We race through the streets of Monaco, our shirts billowing and a bottle of Dom in my fist, and we start to laugh. We ricochet between alley walls, drunk on the rush of adrenaline, and I pop the cork out of the champagne. Bubbles stream down my forearms and over my feet until I fasten my lips on the opening and catch them in my mouth. I pass it to Kit, and he drinks, and I sing at the top of my voice, “Farewell and adieu all you fair Spanish ladies!”

We nearly drop the bottle, fumbling it between ourselves so that we crash together to catch it. My sandal comes halfway off, and Kit catches me before I trip, propping me up smoothly against the nearest wall.

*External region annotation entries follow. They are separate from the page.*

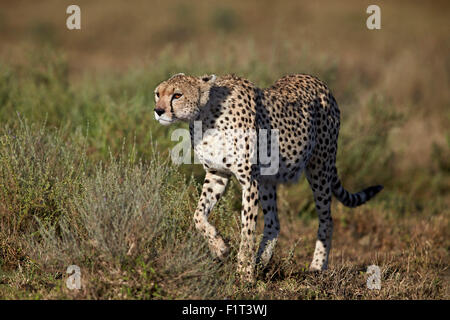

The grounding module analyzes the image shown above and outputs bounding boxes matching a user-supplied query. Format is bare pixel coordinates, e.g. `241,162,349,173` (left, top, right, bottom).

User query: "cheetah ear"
200,74,217,84
169,72,184,80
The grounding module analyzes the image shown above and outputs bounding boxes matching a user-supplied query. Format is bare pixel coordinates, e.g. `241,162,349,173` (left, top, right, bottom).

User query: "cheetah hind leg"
306,158,333,271
256,183,280,268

In the pink bloom of a Monaco sunset, Kit is as breathtaking as he’s ever been. We’ve slowed now, laughter still on our lips but beginning to fade into soft, lilting breaths. My back is against the bricks, and Kit’s hands are on my shoulders.

I bite my lip and look into his face, his dark eyes and expressive mouth, his every unforgettable angle. I love him. I don’t want to, but I do.

He touches my face like he did before, his fingertips soft on my cheek.

And he kisses me.

THE BEGINNING

(Kit’s Version)

Just northeast of Lyon, overlooking the Ain, there sat a medieval village called Pérouges surrounded by walls of honey-gold stone. And within those walls, there was a house.

The house was smallish and modest, with flower boxes that spilled green vines down its cobbly front like tipped watercolor pigment. The garden too was painted a lush, impossible green, and the hills outside the village’s walls were green and amber and the bruised bluish black of wet soil. Somehow the flowers never wilted or browned when I pressed my fingers to their petals, even though we’d been told not to touch them when they were in bloom. When I opened the shutters each morning, the air tasted of irises and sage.